Harm score: the potential risk to human safety and passersby
Property score: the potential for damage or loss of property
Public disruption score: the extent to which an incident disrupts normal public activity

These three scores were later combined to form an overall severity signal for each incident, which could then be aggregated spatially and temporally. This approach made it possible to model risk in a way that reflects both the frequency and the nature of reported incidents, rather than relying on raw counts alone.

Geospatial Representation

Providing raw latitude and longitude numbers will not add much value to the ML model because I need to group aggregate incident context at a block and neighborhood-level. I needed a method to map a block or neighborhood to a fixed index to simplify feature engineering and build a consistent spatial mapping. Cut to the seminal engineering blog published by Uber — H3.

Uber’s H3 blog describes how projecting an icosahedron (20-faced polyhedron) to the surface of the earth and hierarchically breaking them down into hexagonal shapes (and 12 strategically placed pentagons) can help tessellate the entire map.
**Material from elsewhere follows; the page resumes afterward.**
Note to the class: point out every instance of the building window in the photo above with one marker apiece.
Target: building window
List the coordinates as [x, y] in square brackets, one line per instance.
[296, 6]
Hexagons are special because there are one of the few regular polygons that form regular tessellations and its centerpoint is equidistant to it’s neighbors’, which simplifies smoothing over gradients.

Demonstrates how centerpoints on a hexagonal grid is equidistant whereas not equidistant on a square grid. — **Neighbor distance comparison showing unequal distances in square grids and uniform distances in hexagonal grids.** Image by author.

The website https://clupasq.github.io/h3-viewer/ is a fun experiment to see what your location’s H3 Index is!

Snapshot to provide context to reader how H3 hexagonal grids are built on the SF map. — **Snapshot from H3 Index Viewer at Resolution 8**. *Screenshot by author, using the H3 library (Apache 2.0) and OpenStreetMap base map © OpenStreetMap contributors (ODbL).*

Temporal Representation

Time is just as important as location when modeling walking risk. However, naïvely encoding hour and day as integers introduces discontinuities — 23:59 and 00:00 are numerically far apart, even though they are only a minute apart in reality.

To address this, I encoded time of day and day of week using sine and cosine transformations, which represent cyclical values on a unit circle. This allows the model to learn that late-night and early-morning hours are temporally adjacent, and that days of the week wrap naturally from Saturday back to Sunday.

In addition, I aggregated incidents into 3-hour time windows. Shorter windows were too sparse to produce reliable signals, while larger windows obscured meaningful differences (for example, early evening versus late night). Three-hour buckets struck a balance between granularity and stability, resulting in intuitive periods such as early morning, afternoon, and late evening.

**Obtaining x, y-coordinates to represent time on a unit circle.** Image by author

Final Feature Representation

After preprocessing, each data point consisted of:

An H3 index representing location
Cyclically encoded hour and day features
An aggregated severity signal derived from historical incidents

The model was then trained to predict the expected risk for a given H3 cell, at a given time of day and day of week. In practice, this means that when a user opens the app and provides a location and time, the system has enough context to estimate how walking risk varies across nearby blocks.

Training the Model Using XGBoost

Why XGBoost?

With the geospatial and temporal features ready, I knew I needed to leverage a model which could capture non-linear patterns in the dataset while providing low latency to perform inference on multiple segments in a route. XGBoost was a natural fit for a couple reasons:

Tree-based models are naturally robust at modeling heterogenous data — categorical spatial indices, cyclical time features, and sparse inputs can coexist without heavy feature scaling or normalization
Feature effects are more interpretable than in deep neural networks, which tend to introduce unnecessary opacity for tabular data.
Flexibility in objectives and regularization made it possible to model risk in a way that aligns with the structure of the problem.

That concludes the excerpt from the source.